ARACNe uses expression profiles to reconstruct tissue-specific gene regulatory transcriptional interactions in cellular networks. This tool eliminates the vast majority of false positive transcriptional interactions typically inferred by pairwise gene expression correlation analysis.
The CTD2 Network develops new approaches to identify novel targets and functionally validate discoveries made from large-scale genomic initiatives, such as The Cancer Genome Atlas (TCGA), Therapeutically Applicable Research to Generate Effective Treatments (TARGET), and the Cancer Genome Characterization Initiative (CGCI), and advance them toward precision medicine. Through robust cross-Network collaborations, CTD2 (1) mines data to find alterations that potentially influence tumor biology, (2) characterizes the functional roles of candidate alterations in cancers, and (3) identifies novel approaches that target causative alterations either directly or indirectly. Methodologies include bioinformatics, genome-wide gain- and loss-of-function screening, and small molecule high-throughput screening, among others.
Part of the CTD2 mission is to make data and tools available and accessible to the greater research community to accelerate the discovery process. Bioinformatics support is often required for analyses of the massive datasets used and generated through experimental pipelines employed by the Network Centers. To facilitate the processes of mining, visualizing, analyzing, and using such datasets, OCG has curated this collection of analytical tools. OCG/CTD2 does not endorse any specific tool. However, this list gives researchers a gateway to access many tools that are useful for analyzing and/or visualizing large-scale genomic and/or complex datasets generated through high-throughput screens and other assays.
ATARiS is a computational method designed to reduce the background (off-target effects) in data from phenotypic screens performed using multiple RNAi reagents.
CTRP hosts data that are generated by measuring cellular responses to an 'Informer Set' of small-molecule probes and drugs. Users can mine for lineages or mutations enriched among cell lines sensitive to small molecules. By connecting cellular features to small molecule sensitivities, CTRP identifies new potential therapeutic vulnerabilities for different cancer types.
The cBioPortal is a web resource for exploring, visualizing, and analyzing complex multidimensional cancer genomics datasets. Researchers can interactively explore genetic alterations across samples, genes, and pathways and link these to clinical outcomes, when available. The portal facilitates discoveries by making large and complex cancer genomics profiles accessible to researchers and clinicians without bioinformatics expertise.

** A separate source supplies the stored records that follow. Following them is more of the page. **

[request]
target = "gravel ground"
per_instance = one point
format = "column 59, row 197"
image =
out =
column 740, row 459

Studies have shown that genome-wide CRISPR-Cas9 inactivation of genes that are amplified need different analytical approaches for interpretation of the results. The Cas9 induces double strand breaks which lead to false-positive results. A computational method, CERES was developed for inferring gene essentiality from genome-wide CRISPR-Cas9 screens in cancer cell lines to correct the copy number effect. This approach decreases the false-positive results while taking into account the anti-proliferative copy-number effect.

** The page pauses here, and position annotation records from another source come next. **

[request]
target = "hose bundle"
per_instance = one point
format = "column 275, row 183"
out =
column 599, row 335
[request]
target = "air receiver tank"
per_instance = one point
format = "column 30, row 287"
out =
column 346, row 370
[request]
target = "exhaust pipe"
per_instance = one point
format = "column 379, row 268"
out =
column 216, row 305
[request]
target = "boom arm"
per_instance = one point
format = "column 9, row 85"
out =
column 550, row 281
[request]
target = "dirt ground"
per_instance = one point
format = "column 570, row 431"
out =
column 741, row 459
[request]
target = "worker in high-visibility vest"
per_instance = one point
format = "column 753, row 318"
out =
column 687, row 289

CARMEN is a point-and-click application which permits discovery of significant relationships using gene expression data, generating gene pathway maps, and finding differential expression between two conditions. CARMEN allows researchers to perform expression analysis using their own data and publically available data.
Cytoscape allows users to visualize networks and related information derived from complex datasets. Data in the CTD2 Data Portal can be downloaded and viewed with Cytoscape, which eliminates the need to install additional visualization software. The program is flexible about the format of input files.
DecoRNAi is a computational approach for automated quantitation and annotation of the off-target effects in primary RNAi screening datasets.
The DeMAND algorithm elucidates the mechanisms of action of cellular perturbations (for example, by small molecules or shRNA) using gene expression data generated from control and perturbed cells. The data are then used to identify network dysregulation to determine both the interactions and the genes that are involved in the mechanism of action.
The DIGGIT package integrates patient-matched genomic mutation and gene expression data with corresponding gene regulatory networks to identify candidate driver mutations that are upstream of and directly perturb master regulators. Master regulators are transcription factors that control the majority of genes differentially expressed between two molecular phenotypes.